Job, driving skills, advance in relationship with someone I love, move out of aunts (find a roommate or if God has mercy get to live with who I love ) and if I can get my camera back, take some LD long distance full body shot selfies which is fun for now


----------



## the collector (Aug 15, 2010)

Better job
Go to school for something 
Continue bodybuilding 
Save money for a car
Be a good person in general 


Sent from my Z981 using Tapatalk


----------



## Mondo_Fernando (Jun 26, 2014)

Get my life back to normal which means a lot of work for me.


----------



## Ominous Indeed (Sep 6, 2015)

- Get good grades
- Get six pack
- Learn Piano
- Maintain/Start friendships

Getting a girlfriend won't be a goal, but I wouldn't mind it happening.


----------



## AllieG (Feb 20, 2014)

I want to make at least 2 irl friends, I want to pass all my college classes with a B or higher, and I want to get a job. Also, I want to maybe join some sort of volunteer program or something similar. Oh and I need to lose at least some of the weight I gained last year!


----------



## discoveryother (Sep 18, 2016)

- wallow in misery
- not do anything of value
- stay at my ****ty job
- maintain mediocre relationship OR end mediocre relationship OR make relationship better
- host meetups fairly regularly even though nobody comes ESPECIALLY because nobody comes
- be more negative about life in general
- smile more


----------



## novalax (Jun 7, 2013)

Join the Madison Investment Fund.


----------



## coeur_brise (Oct 7, 2004)

-Achieve a work/life balance.
-Find therapy that genuinely helps 
-Find a bomb-*** apartment and manage to live independently 
-learn something in it's entirety instead of just bits and pieces 
-Cheesy and rather untoward but find Jésus again. No..Not that dude down the street. 
-Take one class at university.

Edit: I think Jésus is my number one priority.
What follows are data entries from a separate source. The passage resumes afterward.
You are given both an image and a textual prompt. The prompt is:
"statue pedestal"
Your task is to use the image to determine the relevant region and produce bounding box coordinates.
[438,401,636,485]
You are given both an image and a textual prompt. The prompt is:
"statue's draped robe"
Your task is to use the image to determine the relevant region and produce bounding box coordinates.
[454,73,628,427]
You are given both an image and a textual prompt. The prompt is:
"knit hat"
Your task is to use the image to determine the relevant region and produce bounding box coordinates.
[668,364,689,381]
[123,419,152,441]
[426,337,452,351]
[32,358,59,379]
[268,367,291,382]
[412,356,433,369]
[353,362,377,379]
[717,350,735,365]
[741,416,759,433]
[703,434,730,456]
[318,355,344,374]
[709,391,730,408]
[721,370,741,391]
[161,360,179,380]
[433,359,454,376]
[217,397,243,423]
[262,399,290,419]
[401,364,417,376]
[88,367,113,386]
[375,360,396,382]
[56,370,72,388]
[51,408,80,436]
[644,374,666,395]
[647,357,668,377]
I need someone.


----------



## truant (Jul 4, 2014)

* design my supervillainhero costume
* learn how to sew
* complete mind-control device
* learn more French slang
* tweak color settings on forcefield generator
* bake cookies
* I'm happy to say that last year's project of combining Mesonychoteuthis hamiltoni (colossal squid) and Odontodactylus scyllarus (peacock mantis shrimp) DNA has been a complete success; reinforcing the tank is on the slate for this year; and I should probably take another shot at locating Betsy -- sorry, Japan)
* finish reading Shopaholic & Sister


----------



## chaoticgalaxy (Dec 23, 2016)

-Get and keep a job
-Find a home to rent with my boyfriend of 5 years.
-Travel more
-Enjoy life


----------



## Xenacat (Oct 20, 2015)

Reduce my Social Anxiety. Go to counseling.


----------



## sad1231234 (Jul 10, 2016)

Achieve complete financial independance


----------



## meepie (Jun 20, 2010)

Get my health stuff figured out.


----------



## Xenacat (Oct 20, 2015)

I'm gonna try to beat my social anxiety once and for all!


----------



## xxDark Horse (May 13, 2015)

Iv'e got a lot actually. 

-Gain weight. I want to be 105 pounds at least 
-Work out more often, stay longer as well. 
-Do better at school, get better grades so I can transfer over to a better college when i'm done.
-Start being more social, make friends. 
-Get better with women 
-I REALLY want to find a girlfriend and/or lose my virginity this year. I'm tired of being single. It will be a huge disappointment if I don't get anywhere with women this year.
-I want to be more adventurous. Get out of my comfort zone a bit
-Get better at guitar, try learning more swing chords and blues chords 
-Learn more HTML and CSS and learn some Javascript. 
-Learn to love myself more and be more confident 
-Reduce negative thoughts.


----------



## AppleScrubs (Jul 14, 2016)

I have a pretty decent amount of stuff to do.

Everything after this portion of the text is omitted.